Influencer says she won't evacuate while Florida sees double trouble in Hurricane Milton and tornado supercells.
Influencer Caroline Calloway
has refused to leave her Florida home though she lives in the mandatory evacuation zone. “So if you’ve been following Hurricane Milton, um, I’m going to die,” the controversial Instagram scammer said in a video Tuesday. “It’s supposed to make landfall in the Sarasota-Bradenton area. I’m in Sarasota, I live on the water. It’s a zone A, mandatory evacuation,” she said.
And then she promoted her second book that will come out if she survives.
"For more great advice, buy my second book! It’s called Elizabeth Wurtzel and Caroline Calloway’s Guide to Life. It’s about to come out if I survive! It’s an advice book ;-) Cute!!!!! <3," she wrote.
"I have champagne and four generations of Floridians in my veins. It’ll be fine," she posted on Wednesday.
Caroline explained that she would not be evacuating as she can't drive and then the airport is closed. “Third of all, the last time I evacuated for a hurricane, I went to my mom’s house in Northport for Hurricane Ian … Her whole street flooded and we were evacuated after three days without power or running water by the US military,” she said.
Calloway is a self-proclaimed scammer who defrauded fans in the name of "creative workshops" that never happened. The influencer fled her West Village apartment several years ago when reports claimed that she owed $40,000 unpaid rent.
Social media users called her the worst influencer. "Why would anybody want advice from someone this f**king stupid?" one wrote. "Nobody cares idiot. Go surfing u too!" another wrote. Some people expressed concerns over her cats and pleaded with her to at least let the cat free. "Dying for clout is so weird," one wrote.
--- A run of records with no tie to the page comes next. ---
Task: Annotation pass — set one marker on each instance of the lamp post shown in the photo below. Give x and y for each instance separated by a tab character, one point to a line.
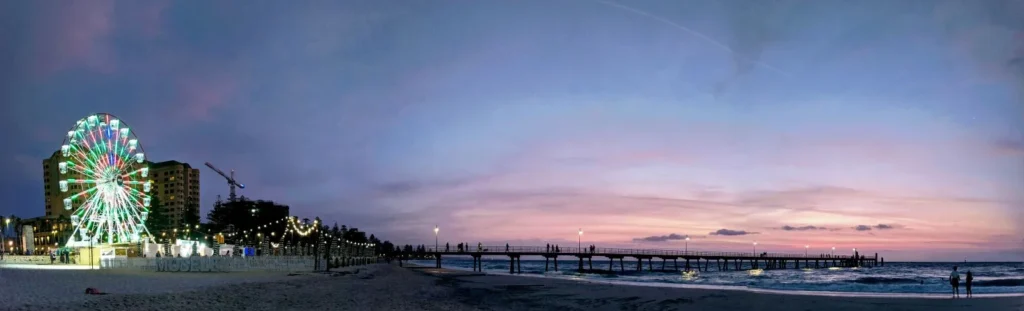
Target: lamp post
580	241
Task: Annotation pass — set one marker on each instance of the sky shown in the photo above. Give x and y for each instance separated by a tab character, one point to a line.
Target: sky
894	127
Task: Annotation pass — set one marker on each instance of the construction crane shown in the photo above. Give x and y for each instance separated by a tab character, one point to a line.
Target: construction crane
230	181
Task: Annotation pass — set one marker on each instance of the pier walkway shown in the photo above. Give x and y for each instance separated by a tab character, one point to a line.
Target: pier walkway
723	261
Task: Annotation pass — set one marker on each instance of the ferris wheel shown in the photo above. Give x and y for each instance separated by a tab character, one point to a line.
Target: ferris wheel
104	175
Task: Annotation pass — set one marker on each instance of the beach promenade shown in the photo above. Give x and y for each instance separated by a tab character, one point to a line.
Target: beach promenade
701	261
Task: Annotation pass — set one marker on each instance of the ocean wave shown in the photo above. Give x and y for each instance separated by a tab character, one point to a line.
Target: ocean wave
885	280
1000	282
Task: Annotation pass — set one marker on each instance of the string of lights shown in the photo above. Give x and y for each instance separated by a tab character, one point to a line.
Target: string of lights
292	225
302	230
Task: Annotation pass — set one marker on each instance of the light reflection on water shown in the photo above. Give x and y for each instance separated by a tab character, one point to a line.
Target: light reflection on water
894	277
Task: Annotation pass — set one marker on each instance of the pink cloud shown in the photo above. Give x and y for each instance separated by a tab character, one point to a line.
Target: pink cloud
202	94
74	34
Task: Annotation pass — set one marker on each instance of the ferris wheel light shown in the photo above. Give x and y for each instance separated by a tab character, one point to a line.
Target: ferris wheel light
102	159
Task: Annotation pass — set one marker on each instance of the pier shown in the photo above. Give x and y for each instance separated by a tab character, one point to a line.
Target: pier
688	260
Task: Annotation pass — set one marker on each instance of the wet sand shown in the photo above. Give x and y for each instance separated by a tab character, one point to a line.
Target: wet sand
392	287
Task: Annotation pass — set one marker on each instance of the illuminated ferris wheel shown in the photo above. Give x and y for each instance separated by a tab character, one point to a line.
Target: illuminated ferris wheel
103	174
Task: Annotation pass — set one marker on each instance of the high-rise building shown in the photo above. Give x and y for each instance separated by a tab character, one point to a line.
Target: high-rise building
51	186
175	183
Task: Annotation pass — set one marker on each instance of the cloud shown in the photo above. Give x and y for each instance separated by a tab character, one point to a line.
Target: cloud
672	236
990	34
74	34
802	228
1009	146
728	232
878	227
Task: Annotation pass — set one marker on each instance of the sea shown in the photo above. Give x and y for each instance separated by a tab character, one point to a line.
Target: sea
895	277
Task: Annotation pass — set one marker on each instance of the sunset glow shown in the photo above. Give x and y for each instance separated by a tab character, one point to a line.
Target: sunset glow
522	122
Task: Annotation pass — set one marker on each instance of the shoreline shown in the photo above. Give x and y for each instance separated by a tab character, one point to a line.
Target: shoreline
739	289
387	286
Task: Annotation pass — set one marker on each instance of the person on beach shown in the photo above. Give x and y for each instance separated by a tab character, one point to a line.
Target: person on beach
954	281
969	280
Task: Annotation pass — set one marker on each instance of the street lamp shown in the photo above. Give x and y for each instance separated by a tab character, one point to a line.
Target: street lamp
580	241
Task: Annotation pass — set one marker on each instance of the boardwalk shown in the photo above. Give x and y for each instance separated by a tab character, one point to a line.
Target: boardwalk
723	261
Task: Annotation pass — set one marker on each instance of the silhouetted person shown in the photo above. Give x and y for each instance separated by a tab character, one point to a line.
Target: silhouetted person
968	283
954	281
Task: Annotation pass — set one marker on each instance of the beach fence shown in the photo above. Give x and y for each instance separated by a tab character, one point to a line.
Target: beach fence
211	264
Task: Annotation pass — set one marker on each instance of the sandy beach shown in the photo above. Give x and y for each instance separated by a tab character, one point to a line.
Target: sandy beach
393	287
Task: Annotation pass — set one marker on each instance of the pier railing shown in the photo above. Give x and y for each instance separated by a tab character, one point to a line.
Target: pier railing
569	251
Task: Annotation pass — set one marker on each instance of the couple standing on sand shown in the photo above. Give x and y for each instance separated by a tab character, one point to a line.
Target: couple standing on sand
954	281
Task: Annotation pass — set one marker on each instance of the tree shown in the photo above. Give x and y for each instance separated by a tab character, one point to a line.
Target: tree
190	218
157	222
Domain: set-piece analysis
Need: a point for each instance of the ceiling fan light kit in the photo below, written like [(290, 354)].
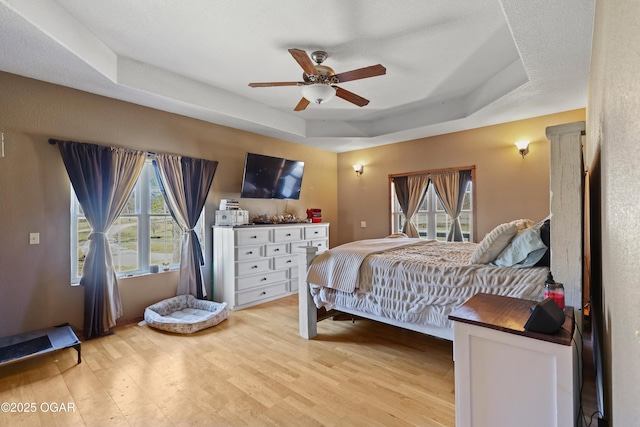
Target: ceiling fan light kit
[(319, 80), (318, 93)]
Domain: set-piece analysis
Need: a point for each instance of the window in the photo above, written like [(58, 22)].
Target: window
[(144, 234), (431, 220)]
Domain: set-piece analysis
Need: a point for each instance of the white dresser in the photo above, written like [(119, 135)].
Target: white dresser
[(253, 264)]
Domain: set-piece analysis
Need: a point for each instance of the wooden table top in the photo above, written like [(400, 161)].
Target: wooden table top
[(509, 315)]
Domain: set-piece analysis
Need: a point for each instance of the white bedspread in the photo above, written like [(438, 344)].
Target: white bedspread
[(423, 283), (339, 268)]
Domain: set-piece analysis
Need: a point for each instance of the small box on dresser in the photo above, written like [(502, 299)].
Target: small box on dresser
[(254, 264)]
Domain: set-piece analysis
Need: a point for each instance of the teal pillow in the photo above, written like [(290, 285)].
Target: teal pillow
[(524, 251)]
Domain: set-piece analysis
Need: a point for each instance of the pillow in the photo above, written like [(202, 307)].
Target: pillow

Florida is now staring at a supercells of tornados apart from the ongoing threat of Milton. Storm systems capable of generating tornados have started to sweep across the southern Florida peninsula as Hurricane Milton rapidly approaches the Sunshine State, the National Hurricane Center said Wednesday morning. The powerful, Category 4 storm was spinning northeast at 17 mph about 190 miles off the coast of Tampa Wednesday morning with maximum sustained winds of 145 mph.